Egal, ob sie eine Pleite hinlegen, einen Partner oder eine Partnerin verlieren, ihre Heimat verlassen müssen – nach einer Weile haben sie wieder einen Platz im Leben gefunden und sind oder wirken zufrieden, wenn nicht sogar glücklich.Diese Fähigkeit, aus Krisen positiv hervorzugehen und nicht im Hader zu versinken, nennt man Resilienz.
Resilienz kann man auch mit Pferden lernen am Mokassintag 8. Juni bei equi valent - Mit Pferden lernen.
Ein Workshop gemeinsam mit Marlena Schultz, equi valent Coach.
Begabung, Training oder Disziplin?
Die haben es gut, oder? So eine optimistische Grundausstattung würde sich jeder Mensch ins Lebensgepäck wünschen. Aber ist es so?

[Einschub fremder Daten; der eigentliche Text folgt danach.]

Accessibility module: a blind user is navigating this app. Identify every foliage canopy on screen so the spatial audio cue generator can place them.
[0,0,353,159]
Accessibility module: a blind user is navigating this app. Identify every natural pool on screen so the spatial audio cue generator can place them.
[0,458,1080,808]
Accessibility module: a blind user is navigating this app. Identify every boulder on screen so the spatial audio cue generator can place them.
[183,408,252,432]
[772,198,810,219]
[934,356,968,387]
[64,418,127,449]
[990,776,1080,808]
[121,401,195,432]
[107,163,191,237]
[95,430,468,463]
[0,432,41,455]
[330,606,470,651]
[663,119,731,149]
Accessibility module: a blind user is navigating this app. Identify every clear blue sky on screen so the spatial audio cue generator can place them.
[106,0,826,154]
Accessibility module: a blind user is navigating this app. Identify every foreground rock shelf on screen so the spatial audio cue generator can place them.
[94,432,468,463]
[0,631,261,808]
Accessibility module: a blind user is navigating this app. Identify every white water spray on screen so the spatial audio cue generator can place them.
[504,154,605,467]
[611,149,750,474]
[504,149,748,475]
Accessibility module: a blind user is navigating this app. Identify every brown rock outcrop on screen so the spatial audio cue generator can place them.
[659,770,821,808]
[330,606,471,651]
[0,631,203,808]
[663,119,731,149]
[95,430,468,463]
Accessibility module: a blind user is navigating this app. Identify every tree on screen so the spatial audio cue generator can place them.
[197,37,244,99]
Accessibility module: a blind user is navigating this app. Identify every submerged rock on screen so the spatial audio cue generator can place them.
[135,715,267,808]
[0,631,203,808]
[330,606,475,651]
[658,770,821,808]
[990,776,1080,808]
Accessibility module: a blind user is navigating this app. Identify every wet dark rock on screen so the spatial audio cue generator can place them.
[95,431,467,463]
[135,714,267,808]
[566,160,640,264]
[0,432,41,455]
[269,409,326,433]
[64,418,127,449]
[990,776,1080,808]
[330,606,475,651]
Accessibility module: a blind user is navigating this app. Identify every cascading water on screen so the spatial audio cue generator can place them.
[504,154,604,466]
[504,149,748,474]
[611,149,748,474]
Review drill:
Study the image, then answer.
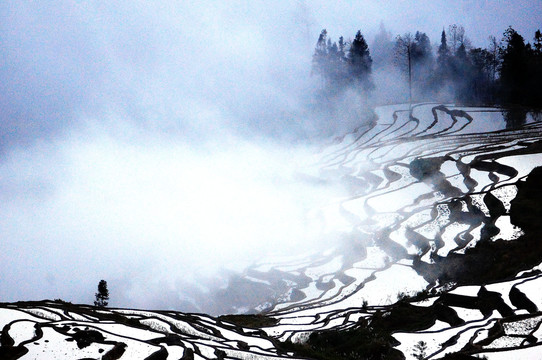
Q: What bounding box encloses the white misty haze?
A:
[0,0,542,307]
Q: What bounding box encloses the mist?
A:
[0,0,542,310]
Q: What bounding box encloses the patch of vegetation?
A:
[279,322,404,360]
[218,314,279,329]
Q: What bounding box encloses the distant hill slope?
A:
[0,104,542,359]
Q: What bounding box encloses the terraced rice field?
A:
[0,104,542,359]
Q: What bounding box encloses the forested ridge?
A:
[311,24,542,109]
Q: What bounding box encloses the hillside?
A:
[0,104,542,359]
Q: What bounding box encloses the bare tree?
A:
[94,280,109,307]
[395,33,414,107]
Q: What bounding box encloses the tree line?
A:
[312,25,542,108]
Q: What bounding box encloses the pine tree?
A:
[311,29,329,88]
[94,280,109,307]
[348,30,374,90]
[500,27,529,104]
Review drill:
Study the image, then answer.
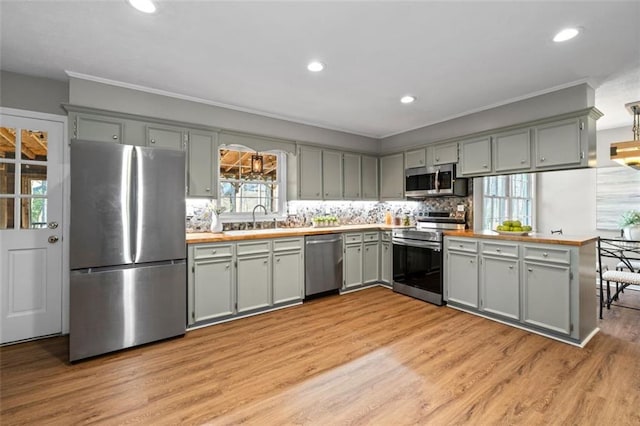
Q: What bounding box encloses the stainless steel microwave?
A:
[405,164,467,198]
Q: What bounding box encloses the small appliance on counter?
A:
[391,211,466,305]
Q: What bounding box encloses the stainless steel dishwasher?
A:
[304,234,342,296]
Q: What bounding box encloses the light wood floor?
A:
[0,287,640,425]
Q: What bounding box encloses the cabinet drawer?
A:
[193,244,233,259]
[236,240,271,256]
[363,232,379,242]
[523,246,571,264]
[482,242,518,257]
[344,233,362,244]
[273,238,304,251]
[449,238,478,253]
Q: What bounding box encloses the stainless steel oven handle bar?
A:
[391,238,442,251]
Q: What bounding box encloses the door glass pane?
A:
[20,164,47,195]
[20,198,47,229]
[20,130,47,161]
[0,163,16,194]
[0,198,14,229]
[0,127,16,158]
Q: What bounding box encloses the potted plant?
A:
[620,210,640,241]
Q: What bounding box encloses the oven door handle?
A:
[391,238,442,251]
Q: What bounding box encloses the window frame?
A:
[473,173,538,232]
[216,145,287,223]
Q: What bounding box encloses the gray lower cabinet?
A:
[447,250,478,308]
[444,237,597,345]
[362,240,380,284]
[344,243,362,289]
[522,261,568,335]
[380,236,393,285]
[187,244,236,324]
[479,242,520,320]
[187,237,304,325]
[273,238,304,305]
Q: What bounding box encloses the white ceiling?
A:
[0,0,640,138]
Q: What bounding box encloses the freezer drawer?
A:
[69,261,187,361]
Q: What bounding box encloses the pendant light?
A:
[610,101,640,170]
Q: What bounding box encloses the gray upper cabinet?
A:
[298,146,322,200]
[380,153,404,201]
[493,128,531,173]
[362,155,379,200]
[71,114,125,143]
[404,148,427,169]
[427,142,458,166]
[187,131,218,198]
[534,118,585,169]
[459,136,491,176]
[342,153,362,200]
[322,151,342,200]
[147,125,187,151]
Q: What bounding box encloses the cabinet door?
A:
[344,244,362,288]
[342,154,362,200]
[362,155,379,200]
[493,129,531,172]
[273,251,304,304]
[427,142,458,166]
[72,114,124,143]
[322,151,342,200]
[445,251,478,308]
[362,241,380,283]
[191,257,235,322]
[380,242,392,284]
[523,262,577,334]
[237,254,271,313]
[460,137,491,176]
[534,119,584,168]
[480,256,520,320]
[298,147,322,200]
[187,132,218,198]
[404,148,427,169]
[380,153,404,200]
[147,126,186,151]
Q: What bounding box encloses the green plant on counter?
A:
[620,210,640,228]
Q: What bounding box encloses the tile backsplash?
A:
[186,181,473,232]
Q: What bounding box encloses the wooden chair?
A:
[598,238,640,319]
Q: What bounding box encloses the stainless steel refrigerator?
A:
[69,140,187,361]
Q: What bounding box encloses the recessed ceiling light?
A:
[307,61,324,72]
[400,95,416,104]
[553,28,580,43]
[127,0,156,13]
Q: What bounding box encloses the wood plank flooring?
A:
[0,287,640,425]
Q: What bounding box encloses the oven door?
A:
[392,238,443,305]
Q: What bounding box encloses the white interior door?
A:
[0,111,64,343]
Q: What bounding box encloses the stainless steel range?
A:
[391,211,466,305]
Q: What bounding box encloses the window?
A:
[481,174,535,229]
[218,147,285,216]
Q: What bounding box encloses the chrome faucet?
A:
[251,204,269,229]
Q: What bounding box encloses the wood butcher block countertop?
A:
[444,230,598,246]
[187,224,407,244]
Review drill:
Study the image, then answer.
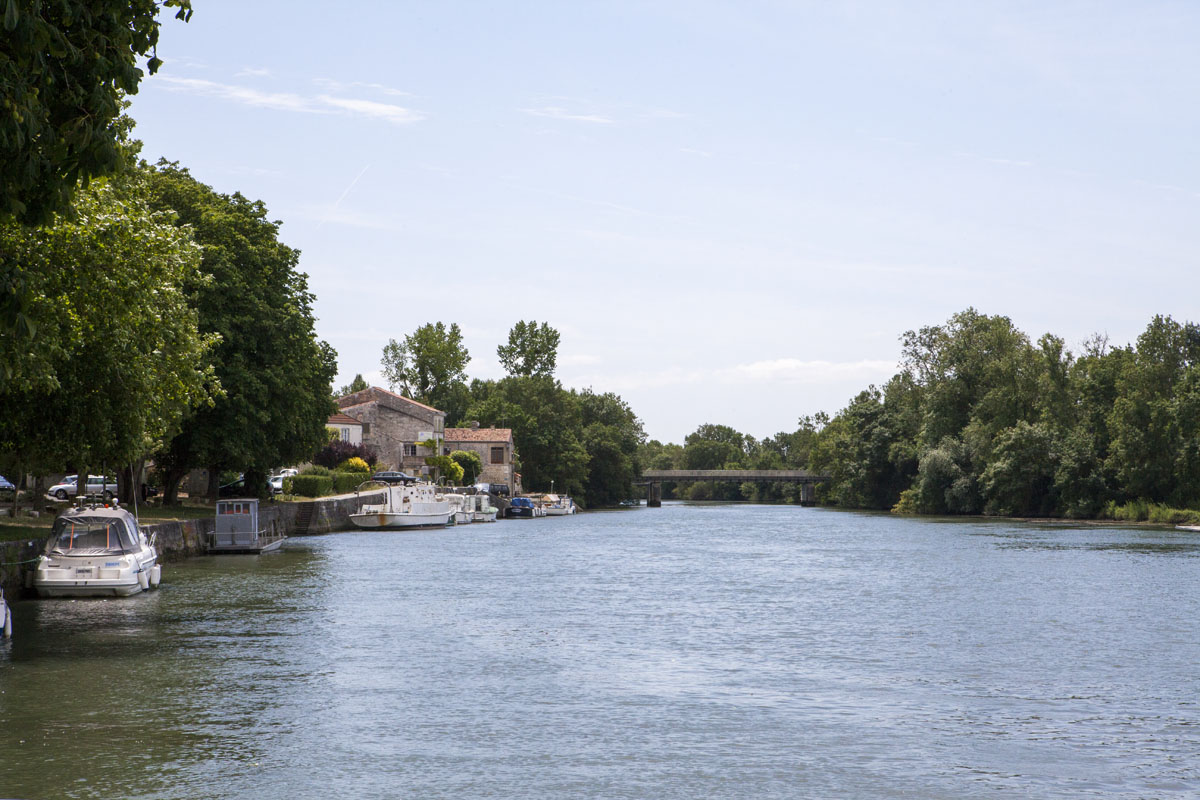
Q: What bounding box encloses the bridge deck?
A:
[642,469,829,483]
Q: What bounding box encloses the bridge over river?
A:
[638,469,830,507]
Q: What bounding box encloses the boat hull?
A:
[350,511,451,530]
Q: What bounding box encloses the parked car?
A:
[371,470,416,483]
[46,475,116,500]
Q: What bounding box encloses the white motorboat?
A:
[545,494,575,517]
[34,505,162,597]
[469,494,500,522]
[443,493,475,525]
[350,480,454,530]
[209,498,287,553]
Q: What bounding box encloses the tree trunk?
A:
[209,467,221,504]
[162,468,187,506]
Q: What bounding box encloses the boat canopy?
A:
[46,516,140,555]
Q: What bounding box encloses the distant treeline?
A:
[642,308,1200,521]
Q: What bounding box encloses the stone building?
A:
[445,422,521,494]
[325,413,362,445]
[337,386,446,475]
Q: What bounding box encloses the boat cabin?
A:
[209,498,283,553]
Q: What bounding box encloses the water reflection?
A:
[0,513,1200,800]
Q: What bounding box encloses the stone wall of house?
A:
[337,386,445,474]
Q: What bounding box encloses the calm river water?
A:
[0,504,1200,800]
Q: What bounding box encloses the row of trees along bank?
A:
[642,308,1200,518]
[0,0,335,501]
[340,320,646,507]
[0,139,336,503]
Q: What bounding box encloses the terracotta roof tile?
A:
[445,428,512,441]
[337,386,444,414]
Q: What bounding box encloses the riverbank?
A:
[0,494,374,600]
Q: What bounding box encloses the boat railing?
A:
[354,479,391,513]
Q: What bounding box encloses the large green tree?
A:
[467,377,588,499]
[496,320,559,378]
[0,0,192,224]
[383,323,470,426]
[577,390,646,506]
[150,162,337,495]
[0,166,217,495]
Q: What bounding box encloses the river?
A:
[0,504,1200,800]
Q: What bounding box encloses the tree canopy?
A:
[150,162,336,501]
[0,164,218,482]
[496,320,559,378]
[0,0,192,224]
[383,323,470,426]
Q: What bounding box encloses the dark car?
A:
[371,471,416,483]
[509,498,533,517]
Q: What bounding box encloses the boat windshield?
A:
[46,517,138,555]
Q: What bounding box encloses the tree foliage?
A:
[0,0,192,224]
[383,323,470,426]
[0,165,218,484]
[811,308,1200,517]
[150,162,336,501]
[450,450,484,483]
[496,320,559,378]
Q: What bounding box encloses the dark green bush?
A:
[290,475,334,498]
[330,473,370,494]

Diese Frage interessiert auch die US-amerikanische Psychologin Emmy Werner, die durch ihre Forschung für manche zur „Mutter der Resilienz“ wurde. Hier könnt ihr
Sie untersuchte und begleitete auf der hawaiianischen Insel Kauai 640 Jugendliche über mehrere Jahrzehnte, um zu klären, welche Grundbedingungen es braucht, um gut durchs Leben zu kommen oder andersherum: Führen schlechte Startbedingungen, ein schwieriges soziales Umfeld, geringe Schulbildung zwangsläufig zu Drogen, Kriminalität oder Gewalt? Erinnern wir uns: damals war die spannendste Frage der Forschung unterschiedlichster Disziplinen, was und wieviel Anteil Erbanlagen haben und was ist sozial erlernt?
Auch das Ergebnis war beeindruckend: 45% der untersuchten Jugendlichen mit schlechten Lebensbedingungen machten ihren Weg: Sie ergriffen einen Beruf, gründeten Familien und führten ein stabiles Leben. Was hatten sie, was die anderen nicht hatten?1
Du schaffst das!
Sie hatten – mindestens einen! - Menschen, der an sie glaubte. Das war das Zentrum der Erkenntnisse von Emmy Werner, jemand, der sie immer wieder aufmunterte, ihnen Selbstbewusstsein und Optimismus zusprach. Das mussten nicht die Eltern sein, sondern mal war es eine Lehrerin, die Oma, ein Nachbar….Daraus entwickelte sich Selbstvertrauen, der Mut, wieder neu anzufangen, nach Lösungen zu suchen statt im Elend und Mutlosigkeit zu verharren.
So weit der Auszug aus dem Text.